The Colorado Bureau of Investigation says the average turnaround time is now four calendar days, which is approaching the limit of the federally mandated window of three business days. After three business days, a licensed dealer can choose to sell the firearm even if the background check hasn't cleared.

Read more reporting on the uptick in gun sales from Guns & America here →


Monday, 3/23/2020 at 5:30 p.m.

Denver has updated its stay-at-home order after large lines formed at liquor stores around the city this afternoon:


Monday, 3/23/2020 at 3:45 p.m.

Denver has issued a stay-at-home order effective Tuesday at 5 p.m. through April 10. Mayor Michael Hancock says essential trips to the grocery store and pharmacies are allowed, as is being outdoors if people are practicing good physical distancing.

Read the entire public health order from the city of Denver here →

"We're the densest area in the State, and right now we have the highest number of positive cases in the State," said Hancock. "Because of that, we need to take extra steps to secure the public health and safety of our community."

Similar orders were implemented last week in San Miguel County.

Gov. Jared Polis is supportive of these efforts, but on Sunday, stopped short of implementing a stay at home order for the state, saying they cannot be enforced.


Monday, 3/23/2020 at 12:50 p.m.

The Weld Food Bank reports a sharp decline in both volunteers and food donations, while demand for services continues to climb. Development officer Stephanie Gausch says demand for services has climbed.

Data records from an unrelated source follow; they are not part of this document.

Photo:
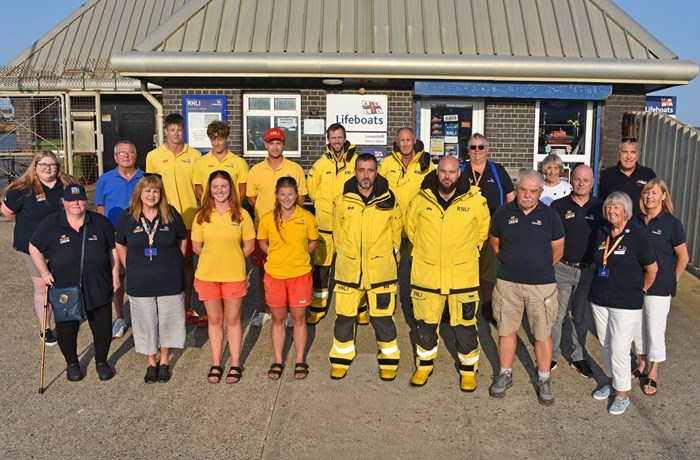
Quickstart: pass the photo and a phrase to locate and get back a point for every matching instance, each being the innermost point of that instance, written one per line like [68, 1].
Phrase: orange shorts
[213, 290]
[189, 253]
[258, 257]
[292, 292]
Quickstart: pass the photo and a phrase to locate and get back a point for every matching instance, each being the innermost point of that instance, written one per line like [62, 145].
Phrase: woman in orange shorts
[288, 234]
[223, 235]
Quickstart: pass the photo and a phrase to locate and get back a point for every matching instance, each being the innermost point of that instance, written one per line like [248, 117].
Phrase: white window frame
[272, 113]
[566, 159]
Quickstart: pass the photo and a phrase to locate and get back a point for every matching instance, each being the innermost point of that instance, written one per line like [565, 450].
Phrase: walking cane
[43, 339]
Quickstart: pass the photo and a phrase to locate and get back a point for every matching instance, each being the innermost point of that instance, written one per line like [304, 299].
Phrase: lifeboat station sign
[364, 116]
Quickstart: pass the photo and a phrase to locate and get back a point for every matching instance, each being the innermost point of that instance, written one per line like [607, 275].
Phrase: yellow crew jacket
[326, 181]
[367, 234]
[446, 242]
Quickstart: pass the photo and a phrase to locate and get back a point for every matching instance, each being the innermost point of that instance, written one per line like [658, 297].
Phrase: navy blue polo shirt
[666, 233]
[581, 224]
[159, 275]
[488, 184]
[525, 248]
[614, 180]
[113, 191]
[623, 287]
[30, 209]
[60, 244]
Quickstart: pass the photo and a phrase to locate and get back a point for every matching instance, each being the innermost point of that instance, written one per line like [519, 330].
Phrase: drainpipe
[159, 111]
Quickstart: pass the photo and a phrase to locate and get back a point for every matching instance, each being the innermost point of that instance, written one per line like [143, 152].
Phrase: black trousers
[100, 321]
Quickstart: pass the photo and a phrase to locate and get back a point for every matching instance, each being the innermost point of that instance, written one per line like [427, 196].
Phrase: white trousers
[616, 329]
[651, 335]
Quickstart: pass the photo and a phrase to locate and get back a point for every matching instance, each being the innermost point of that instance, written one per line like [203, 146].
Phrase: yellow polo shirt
[178, 173]
[222, 257]
[288, 257]
[232, 164]
[262, 180]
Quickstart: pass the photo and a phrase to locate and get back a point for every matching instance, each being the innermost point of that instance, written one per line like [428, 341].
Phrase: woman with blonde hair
[288, 234]
[26, 202]
[668, 237]
[151, 240]
[223, 236]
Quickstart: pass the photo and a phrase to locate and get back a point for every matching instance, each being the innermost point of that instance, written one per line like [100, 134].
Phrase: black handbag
[68, 303]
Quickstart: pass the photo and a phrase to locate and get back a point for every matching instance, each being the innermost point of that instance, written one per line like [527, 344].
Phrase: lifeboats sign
[661, 104]
[363, 116]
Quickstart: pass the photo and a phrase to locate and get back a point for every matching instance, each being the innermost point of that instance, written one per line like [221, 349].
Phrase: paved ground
[358, 417]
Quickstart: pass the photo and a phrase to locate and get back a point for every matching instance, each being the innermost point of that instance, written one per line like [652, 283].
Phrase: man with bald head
[447, 223]
[582, 215]
[528, 238]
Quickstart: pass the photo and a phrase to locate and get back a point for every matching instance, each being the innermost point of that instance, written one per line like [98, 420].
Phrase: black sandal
[301, 370]
[234, 373]
[213, 375]
[275, 371]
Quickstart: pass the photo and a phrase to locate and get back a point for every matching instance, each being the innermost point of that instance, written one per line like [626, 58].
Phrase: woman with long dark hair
[26, 202]
[151, 241]
[223, 236]
[288, 234]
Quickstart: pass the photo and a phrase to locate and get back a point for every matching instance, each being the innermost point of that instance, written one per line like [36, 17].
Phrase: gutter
[159, 112]
[444, 67]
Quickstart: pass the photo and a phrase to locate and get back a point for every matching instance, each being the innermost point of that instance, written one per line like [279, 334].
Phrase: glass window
[259, 116]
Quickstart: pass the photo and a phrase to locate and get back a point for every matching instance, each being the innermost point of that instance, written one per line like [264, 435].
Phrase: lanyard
[150, 232]
[607, 252]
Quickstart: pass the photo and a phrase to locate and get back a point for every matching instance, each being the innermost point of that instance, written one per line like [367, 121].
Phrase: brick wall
[614, 109]
[400, 112]
[509, 127]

"It is somewhat of a perfect storm," said development officer Stephanie Gausch. "We are asking the community for our two top needs. Which are financial donations and then the volunteer hours."

Our Center Director Marc Cowell described a similar decline at its Longmont food bank.

"You know, you think about it, you get it; the shelves are empty, so one, the grocery stores don't have anything extra, and two, everyone sees the shelves are empty so they're not as quick to take stuff off of their shelves and bring it in," said Cowell.

At the Larimer Foodbank, demand remains steady, but volunteers and supplies are scarce.

All three facilities will remain open for as long as possible. But they have shifted to drive-through food distribution.


Monday, 3/23/2020 at 12:30 p.m.

Fort Collins has suspended fares for all its public transit routes to help ease economic hardship caused by the COVID-19 outbreak.

The suspension includes the MAX, the city's bus service. It also includes the FLEX regional route from Fort Collins to Loveland, Longmont and Boulder.

Routes are still running as normal, but the city is encouraging riders to keep at least six feet of distance from other passengers to avoid virus transmission.